Complaints following inadequate apologies from the NHS have doubled as a proportion of complaints to 28% of all complaints received.
Complaints about clinical care and treatment, diagnosis and communication all accounted for around three out of ten complaints, while staff attitude accounts for two in ten complaints, including both behaviour and communication style.
The overall number of initial enquiries or complaints about separate NHS organisations received in 2013-14 was 18,870, of which 3,592 were accepted for investigation.
The number of complaints about separate trusts was 4,175 with 860 complaints accepted for investigation and 868 investigations completed.

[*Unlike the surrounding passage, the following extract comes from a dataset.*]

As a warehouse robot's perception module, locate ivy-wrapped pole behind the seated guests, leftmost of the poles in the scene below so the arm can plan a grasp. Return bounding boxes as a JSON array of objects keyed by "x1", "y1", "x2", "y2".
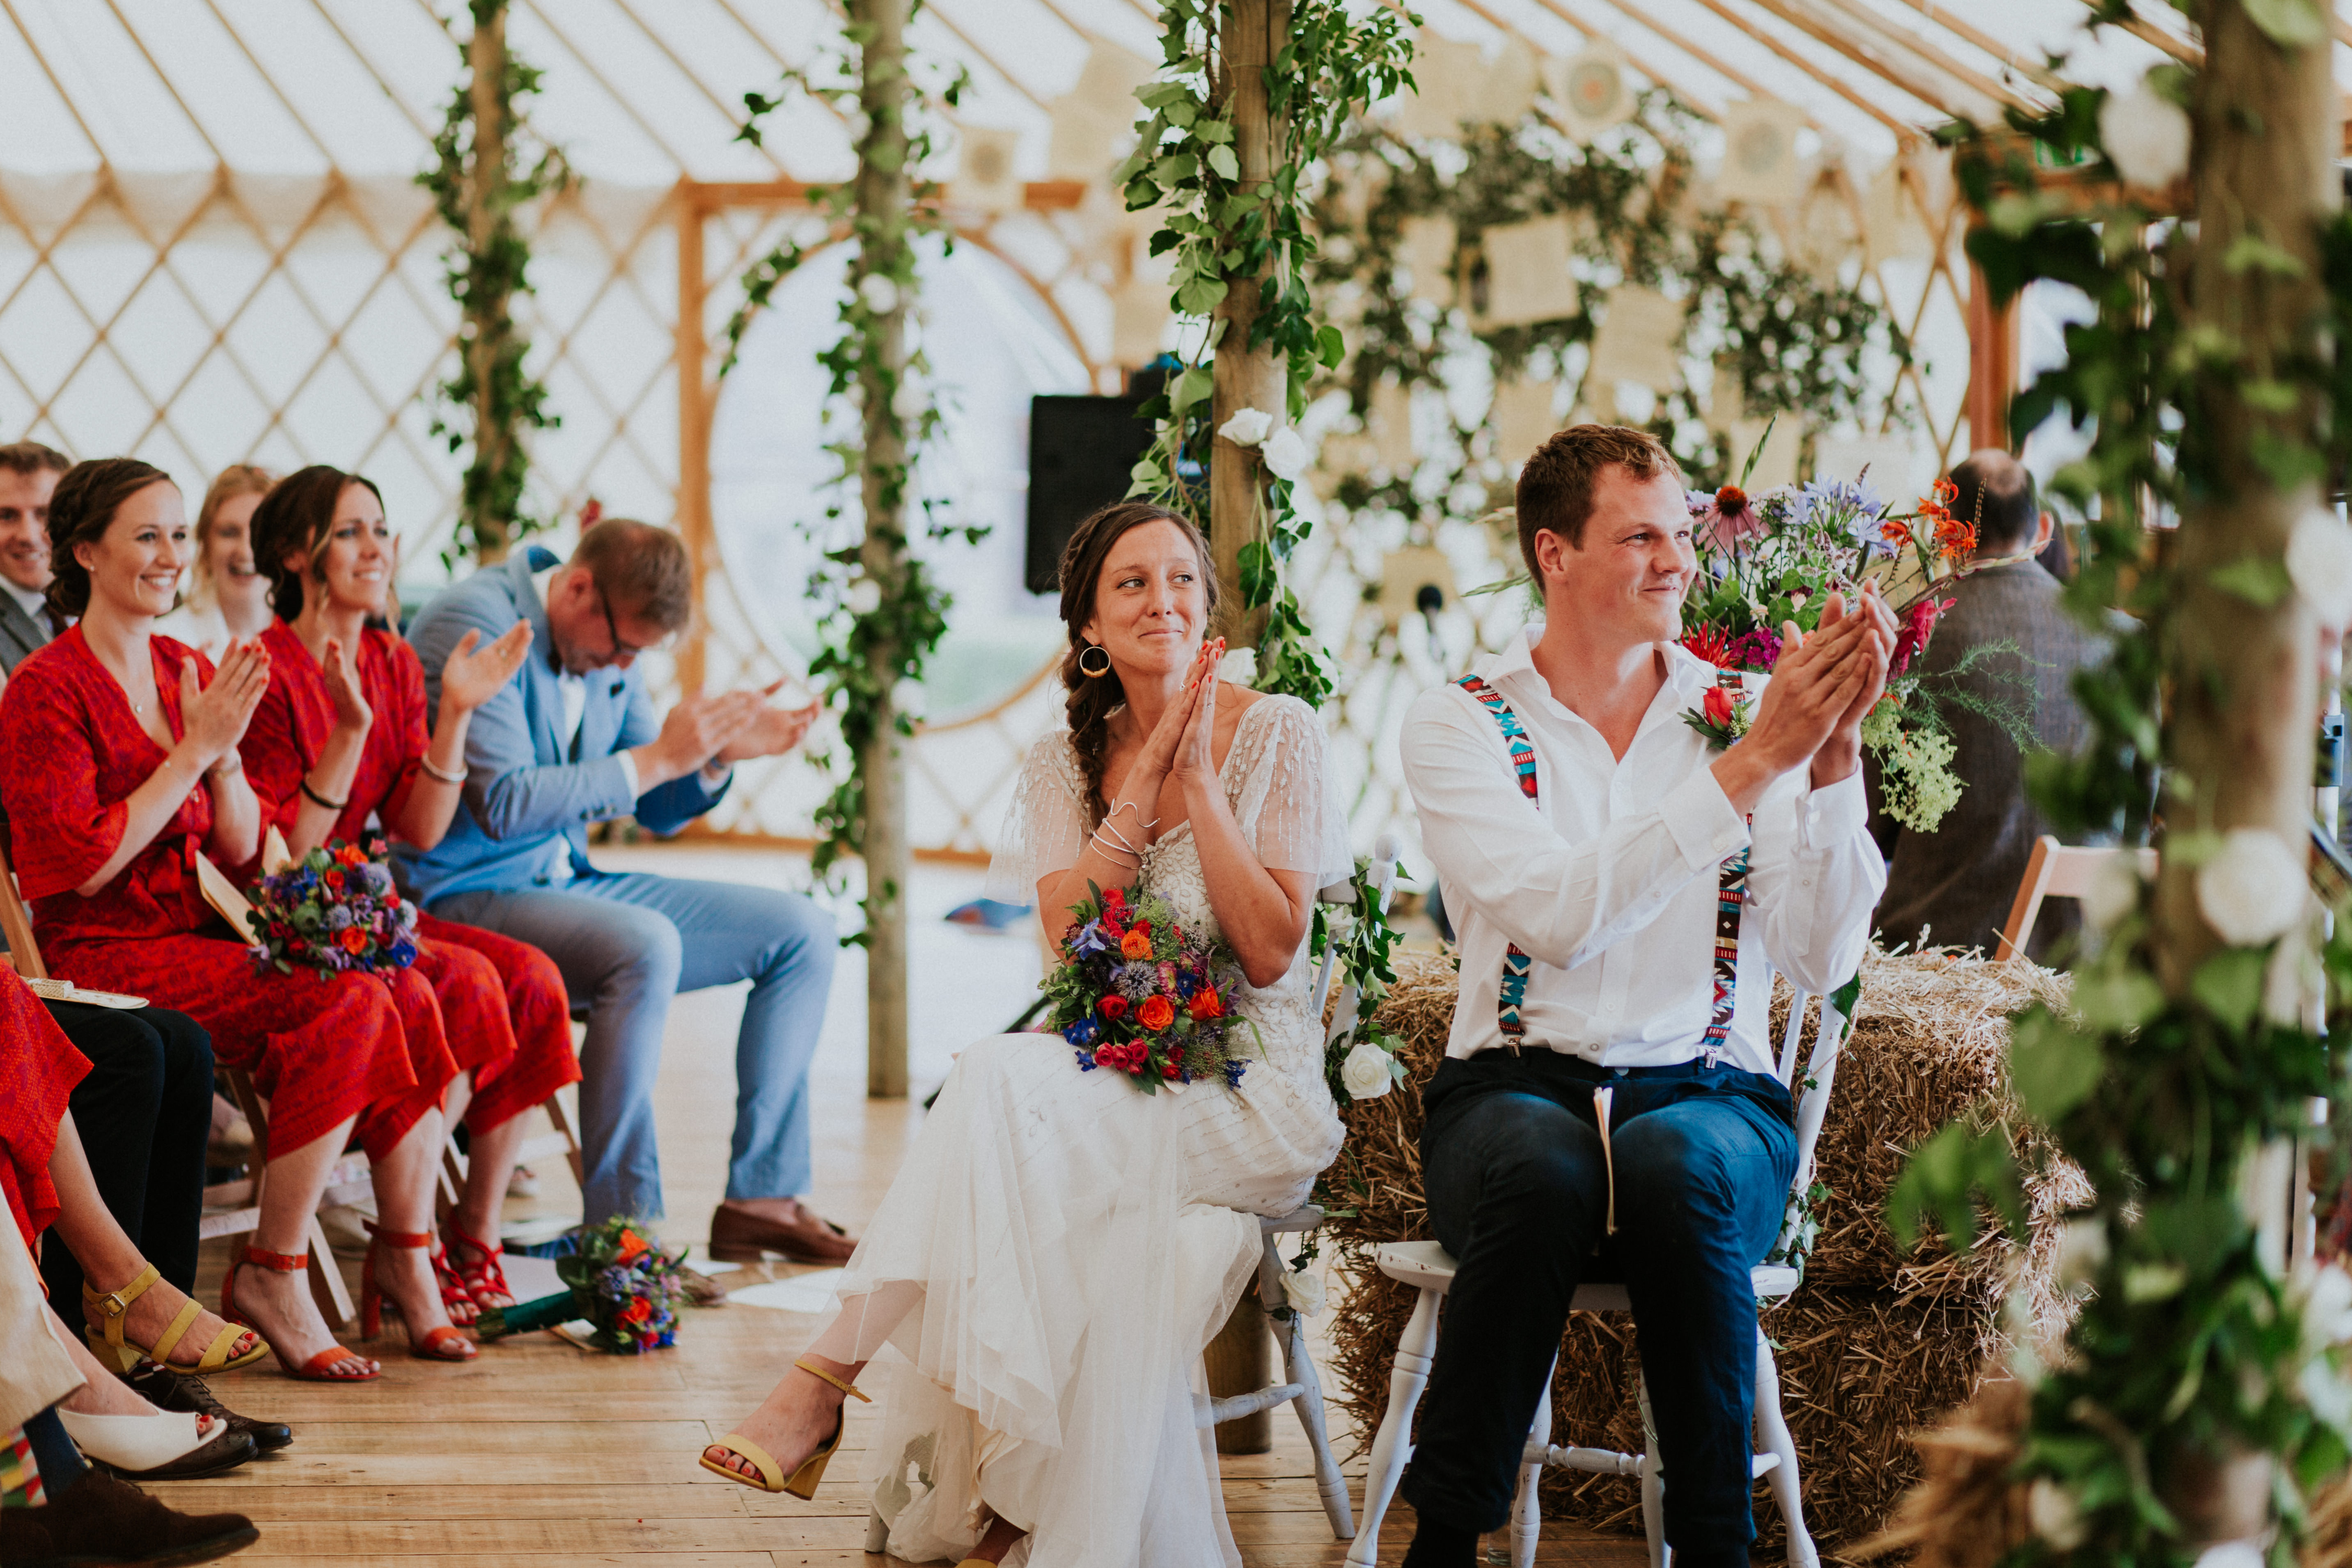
[{"x1": 416, "y1": 0, "x2": 576, "y2": 566}]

There were wide varieties in complaints about NHS trusts, with some having a complaint referred to the ombudsman for every 250 received, while others the rate was one per 17.
Julie Mellor, parliamentary and health service ombudsman, said: "There are lots of reasons why numbers of complaints vary between hospitals and could be due to the size of the organisation or types of patients it serves, for example.
"We are publishing this data today because every complaint presents an opportunity to improve services.
"We know that poor communication, errors with diagnosis and poor care and treatment are the most common reasons why people complain to us about their hospital treatment. Other common reasons for complaints are staff attitude, no apology when things go wrong and unnecessary delay in treatment.
"We hope NHS leaders use the data in this report to identify themes, and recurring problems in order to understand what they have done well and how they can improve their complaint handling."